Enter the converted sensitivity into your new game's settings. Expect a 1–3 day adaptation period even though the physical movement is identical — your brain needs time to re-associate the same muscle memory with the new game's visual feedback.

Most Common Game Conversions (With Formulas)

Valorant → CS2

Multiply your Valorant sensitivity by 3.18.

CS2 Sensitivity = Valorant Sensitivity × 3.18 Example: 0.3 × 3.18 = 0.954 in CS2

CS2 → Valorant

Divide your CS2 sensitivity by 3.18.

Valorant Sensitivity = CS2 Sensitivity ÷ 3.18 Example: 1.0 ÷ 3.18 = 0.314 in Valorant

CS2 → Apex Legends

Both games share the same yaw (0.022), so sensitivity is 1:1. No conversion needed.

Apex Sensitivity = CS2 Sensitivity (identical) Example: CS2 1.0 → Apex 1.0

Overwatch 2 → Valorant

Overwatch 2 uses a much smaller yaw value. Multiply your OW2 sensitivity by approximately 0.09.

Valorant Sensitivity ≈ Overwatch 2 Sensitivity × 0.09 Example: OW2 5.0 × 0.09 = 0.45 in Valorant

Note: Use our tool for exact values — the OW2 yaw involves a non-linear scaler at the outer range.

ADS Sensitivity: The Part Most Guides Miss

The converter handles hipfire sensitivity. When aiming down sights (ADS), most games use a separate sensitivity multiplier. Here are the key ADS settings for top games:

  • Valorant: Set "Scoped Sensitivity Multiplier" to 1.0 for consistent tracking. For monitor-distance matching (used by TenZ), set to 0.747.
  • CS2: Zoom sensitivity is set separately. For 1:1 match with Scout/AWP scoped view, set zoom_sensitivity_ratio to 0.818933 in console.
  • Apex Legends: Set ADS sensitivity to 1.0 (relative) in Mouse / Look options for hipfire-matched ADS.
  • Overwatch 2: "Relative Aim Sensitivity While Zoomed" at 37.03% matches hipfire for most heroes.

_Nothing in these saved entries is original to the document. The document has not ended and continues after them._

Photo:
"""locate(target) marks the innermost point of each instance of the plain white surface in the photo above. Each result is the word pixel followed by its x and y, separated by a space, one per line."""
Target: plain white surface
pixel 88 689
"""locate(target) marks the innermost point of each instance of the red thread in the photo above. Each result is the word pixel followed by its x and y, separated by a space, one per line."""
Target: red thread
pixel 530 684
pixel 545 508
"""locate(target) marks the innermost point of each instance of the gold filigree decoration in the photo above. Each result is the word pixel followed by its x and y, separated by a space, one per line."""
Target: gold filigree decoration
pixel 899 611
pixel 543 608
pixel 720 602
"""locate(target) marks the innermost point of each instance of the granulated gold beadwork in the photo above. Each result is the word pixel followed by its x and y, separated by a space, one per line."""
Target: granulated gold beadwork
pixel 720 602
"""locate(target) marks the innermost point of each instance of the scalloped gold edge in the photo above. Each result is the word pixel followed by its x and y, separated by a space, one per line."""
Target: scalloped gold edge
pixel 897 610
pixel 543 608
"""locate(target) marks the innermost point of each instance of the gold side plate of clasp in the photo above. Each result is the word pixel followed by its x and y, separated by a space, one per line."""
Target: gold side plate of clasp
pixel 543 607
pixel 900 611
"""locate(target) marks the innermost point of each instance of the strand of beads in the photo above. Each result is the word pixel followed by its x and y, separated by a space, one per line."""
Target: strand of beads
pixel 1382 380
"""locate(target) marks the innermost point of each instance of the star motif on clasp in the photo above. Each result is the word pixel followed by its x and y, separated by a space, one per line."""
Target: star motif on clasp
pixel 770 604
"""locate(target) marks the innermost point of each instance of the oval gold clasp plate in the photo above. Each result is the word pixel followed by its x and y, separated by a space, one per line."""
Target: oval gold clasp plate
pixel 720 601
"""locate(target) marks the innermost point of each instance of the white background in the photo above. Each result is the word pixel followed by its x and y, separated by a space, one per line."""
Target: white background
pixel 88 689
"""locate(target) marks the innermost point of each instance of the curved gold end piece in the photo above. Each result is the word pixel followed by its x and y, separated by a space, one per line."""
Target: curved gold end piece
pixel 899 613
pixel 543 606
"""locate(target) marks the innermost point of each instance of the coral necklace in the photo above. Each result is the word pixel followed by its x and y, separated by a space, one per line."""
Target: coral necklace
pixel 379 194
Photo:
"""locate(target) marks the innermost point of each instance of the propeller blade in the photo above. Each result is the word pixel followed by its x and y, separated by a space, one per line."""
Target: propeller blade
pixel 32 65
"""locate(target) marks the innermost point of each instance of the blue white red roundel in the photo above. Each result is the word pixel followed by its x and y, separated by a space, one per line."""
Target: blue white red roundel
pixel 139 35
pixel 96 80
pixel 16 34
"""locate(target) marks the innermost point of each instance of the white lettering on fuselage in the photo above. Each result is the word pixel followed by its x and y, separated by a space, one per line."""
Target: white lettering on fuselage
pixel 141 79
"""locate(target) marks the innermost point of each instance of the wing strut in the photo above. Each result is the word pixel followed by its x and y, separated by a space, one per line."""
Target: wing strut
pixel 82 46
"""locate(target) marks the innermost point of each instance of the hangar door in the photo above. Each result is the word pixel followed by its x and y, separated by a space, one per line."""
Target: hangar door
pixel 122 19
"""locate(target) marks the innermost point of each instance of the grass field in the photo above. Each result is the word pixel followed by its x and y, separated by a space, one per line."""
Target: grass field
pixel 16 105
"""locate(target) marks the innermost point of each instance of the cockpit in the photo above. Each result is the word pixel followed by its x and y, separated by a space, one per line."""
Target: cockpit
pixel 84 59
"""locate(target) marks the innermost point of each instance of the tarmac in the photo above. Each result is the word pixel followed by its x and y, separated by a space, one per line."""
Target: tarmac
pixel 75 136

Why cm/360 is Better Than Raw Sensitivity Numbers

Sensitivity numbers are meaningless without context. Telling someone "I use 0.3 in Valorant" says nothing to a CS2 player. But saying "I use 30 cm/360" is immediately understood by any FPS player regardless of game. It is the universal aim language.

Professional teams increasingly standardize players' setups using cm/360 rather than game-specific sensitivity. When a player is switched from CS2 to Valorant for a team expansion, coaches set the new game to match the player's cm/360 from the old game — minimizing relearning time.

Common Conversion Mistakes

  • Forgetting to match DPI: The converter assumes your DPI stays constant. If you also change your DPI, your cm/360 will change. Only change one variable at a time.
  • Using in-game "sensitivity" sliders without understanding the scale: Rainbow Six Siege uses a "mouse sensitivity" that is NOT a standard yaw-multiplier — it includes a horizontal/vertical split and a zoom slider. Our converter handles this correctly.
  • Expecting instant adaptation: Even with a perfect conversion, your visual system needs 2–4 sessions to fully trust the new game's feel. Track your performance from day 3 onward, not day 1.

Conclusion: Set It and Lock It

The right sensitivity conversion is a one-time investment that protects all your aim training. Use the DCPROSENS converter, write down your cm/360, apply it to every game you play, and never change it on a whim. The pros call this "locking your eDPI" — your aim can only improve when the physical variable is constant.